There's the correct way to diagnose and repair a failure and there is also the intuitive way.
In my experience of repairing multimode multiband HF radio sets there had to be a balance between gut instinct testing and methodical testing. That's because I was spending the customer's money. I felt I had a responsibility to reduce that time/cost even though it may have reduced my employer's profit.
My point here is that intuitive testing/action can be informed by knowledge and experience of a particular technology and can save a lot of time/effort/money. Not everybody is used to correct fault finding procedures. Forums like this can be a good addition to guiding the intuitive fault finding route before the full horsepower of methodical method is used.
Intuitive is not the same as guesswork. If you were in the cockpit at the time you felt the engine and heard it. You can fuel your intuition with data. Without any supporting information any diagnosis is a blind guess. An intuition that the rf amp is down because the set is deaf is usable data and that makes it easier to find the fault.
Looking at the published chart you quickly understand why flying with a two stoke engine nearly guarantees an engine out landing. The total of all engines reported is 125 with 83 failures at an average time of 63 hours!
Note that for non-failed engines the highest time in service was only 200 hours.
I think I'm reading that right! Seems like it ranks up there with the best of them! Glad to see this, thank you!
Don't read too much into the 440 numbers. Yes, only 33% of them were reported as failing, but the average hours was only 20. It's likely that as more hours were flown the failure rate increased to match the other engines on the list.
If I have any one concern about the limitations of the Part 103 category in the US, which is a tremendous boon for people with less money and who perhaps are older, it is that it is difficult to do a really "aircraft like" ultralight which uses a 4 stroke engine. It can be done, but the number of designs which can do it is fairly small. I do suspect that a little more advanced work on combining wood, epoxy, and carbon fiber can sufficiently lighten an ultralight like the Mini-Max type to make it a more straightforward proposition to keep within the weight limits with a 4 stroke engine. Also the more you think in terms of "motor glider" the more it probably makes sense.

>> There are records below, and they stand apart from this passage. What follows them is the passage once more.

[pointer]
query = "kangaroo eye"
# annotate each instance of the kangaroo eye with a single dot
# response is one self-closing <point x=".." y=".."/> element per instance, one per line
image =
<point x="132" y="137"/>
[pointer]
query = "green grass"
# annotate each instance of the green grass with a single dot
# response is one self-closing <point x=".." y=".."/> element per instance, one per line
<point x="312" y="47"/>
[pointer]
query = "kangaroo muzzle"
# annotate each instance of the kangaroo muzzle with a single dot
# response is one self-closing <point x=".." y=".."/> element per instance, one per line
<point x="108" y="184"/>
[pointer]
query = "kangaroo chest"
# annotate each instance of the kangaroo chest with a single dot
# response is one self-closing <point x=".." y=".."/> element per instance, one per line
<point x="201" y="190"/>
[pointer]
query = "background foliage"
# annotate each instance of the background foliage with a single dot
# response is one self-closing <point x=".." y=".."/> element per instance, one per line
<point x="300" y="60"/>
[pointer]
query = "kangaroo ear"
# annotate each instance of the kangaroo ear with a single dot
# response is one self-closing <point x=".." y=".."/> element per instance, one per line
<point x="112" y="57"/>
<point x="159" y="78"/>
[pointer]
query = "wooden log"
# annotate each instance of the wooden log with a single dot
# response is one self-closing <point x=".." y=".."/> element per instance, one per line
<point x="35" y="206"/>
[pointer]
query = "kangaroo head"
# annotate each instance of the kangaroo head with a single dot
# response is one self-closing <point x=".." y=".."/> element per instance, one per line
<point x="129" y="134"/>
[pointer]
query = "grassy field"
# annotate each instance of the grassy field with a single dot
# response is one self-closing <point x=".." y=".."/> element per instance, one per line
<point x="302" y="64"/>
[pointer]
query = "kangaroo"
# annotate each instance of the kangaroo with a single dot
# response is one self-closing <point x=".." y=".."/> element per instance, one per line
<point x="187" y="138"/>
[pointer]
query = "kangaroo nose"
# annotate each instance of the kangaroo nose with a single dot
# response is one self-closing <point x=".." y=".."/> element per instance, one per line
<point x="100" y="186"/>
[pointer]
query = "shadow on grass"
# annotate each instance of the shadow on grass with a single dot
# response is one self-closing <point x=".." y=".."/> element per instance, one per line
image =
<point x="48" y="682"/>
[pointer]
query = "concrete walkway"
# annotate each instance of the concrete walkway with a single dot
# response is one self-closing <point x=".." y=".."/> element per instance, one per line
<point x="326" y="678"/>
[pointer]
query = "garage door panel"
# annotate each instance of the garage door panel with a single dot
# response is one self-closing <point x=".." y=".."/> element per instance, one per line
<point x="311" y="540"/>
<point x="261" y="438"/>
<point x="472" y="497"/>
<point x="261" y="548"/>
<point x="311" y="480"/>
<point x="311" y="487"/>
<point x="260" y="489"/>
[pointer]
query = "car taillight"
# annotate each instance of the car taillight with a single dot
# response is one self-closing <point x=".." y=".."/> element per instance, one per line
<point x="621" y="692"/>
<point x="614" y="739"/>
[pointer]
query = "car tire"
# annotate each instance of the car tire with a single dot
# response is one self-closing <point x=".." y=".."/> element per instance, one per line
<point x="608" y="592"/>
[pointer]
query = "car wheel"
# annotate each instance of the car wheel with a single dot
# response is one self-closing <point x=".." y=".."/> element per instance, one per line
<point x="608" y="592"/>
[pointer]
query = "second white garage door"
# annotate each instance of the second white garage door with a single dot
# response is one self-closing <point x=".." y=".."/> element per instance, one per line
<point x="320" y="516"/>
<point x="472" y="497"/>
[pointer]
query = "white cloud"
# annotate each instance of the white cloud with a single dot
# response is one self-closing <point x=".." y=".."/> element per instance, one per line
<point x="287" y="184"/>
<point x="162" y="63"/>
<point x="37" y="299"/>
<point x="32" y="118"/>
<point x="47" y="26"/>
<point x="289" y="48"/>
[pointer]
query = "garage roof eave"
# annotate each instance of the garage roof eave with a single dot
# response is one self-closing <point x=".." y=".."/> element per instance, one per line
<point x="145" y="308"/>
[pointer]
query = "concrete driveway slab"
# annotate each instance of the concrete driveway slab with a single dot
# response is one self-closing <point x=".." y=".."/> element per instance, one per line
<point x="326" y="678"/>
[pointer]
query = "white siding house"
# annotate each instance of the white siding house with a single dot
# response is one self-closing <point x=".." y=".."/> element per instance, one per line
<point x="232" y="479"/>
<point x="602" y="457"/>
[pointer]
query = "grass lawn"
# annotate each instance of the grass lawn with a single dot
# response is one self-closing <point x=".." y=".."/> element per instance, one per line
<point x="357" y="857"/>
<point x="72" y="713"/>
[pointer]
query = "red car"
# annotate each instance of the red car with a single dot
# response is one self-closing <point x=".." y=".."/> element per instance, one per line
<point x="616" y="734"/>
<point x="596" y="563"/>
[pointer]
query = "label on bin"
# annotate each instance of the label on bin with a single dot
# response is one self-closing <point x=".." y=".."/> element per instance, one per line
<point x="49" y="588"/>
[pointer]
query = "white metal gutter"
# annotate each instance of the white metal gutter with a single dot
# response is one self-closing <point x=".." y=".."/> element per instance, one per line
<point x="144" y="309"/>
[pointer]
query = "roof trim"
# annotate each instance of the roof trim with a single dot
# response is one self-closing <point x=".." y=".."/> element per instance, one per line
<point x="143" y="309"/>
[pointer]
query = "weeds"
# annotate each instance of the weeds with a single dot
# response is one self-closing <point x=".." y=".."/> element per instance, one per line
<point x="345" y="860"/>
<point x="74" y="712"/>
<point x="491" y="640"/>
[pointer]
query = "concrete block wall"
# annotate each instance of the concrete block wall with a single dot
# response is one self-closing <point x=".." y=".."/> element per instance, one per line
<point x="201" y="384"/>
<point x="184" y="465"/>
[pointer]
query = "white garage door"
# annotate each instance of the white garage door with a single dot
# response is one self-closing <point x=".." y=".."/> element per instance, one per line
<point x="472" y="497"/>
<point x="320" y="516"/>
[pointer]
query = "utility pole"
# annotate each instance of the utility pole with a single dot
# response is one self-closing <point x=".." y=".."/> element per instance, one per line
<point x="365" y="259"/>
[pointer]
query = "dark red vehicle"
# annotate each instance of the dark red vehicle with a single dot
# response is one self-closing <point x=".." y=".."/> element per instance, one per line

If a thousand engines fail out of a thousand, that it one thing. In a million it is something else. These figures are from somebody with an axe to grind against two strokes. Mine failed at 200 hours, almost certainly Ducati's fault, not that of Rotax. I have yet to see a four stroke that works as well as a 447. I'm out looking at another aircraft this weekend - 600 mile round trip on a public holiday in a peak tourist spot. Doh! It will be fitted with a Rotax 503.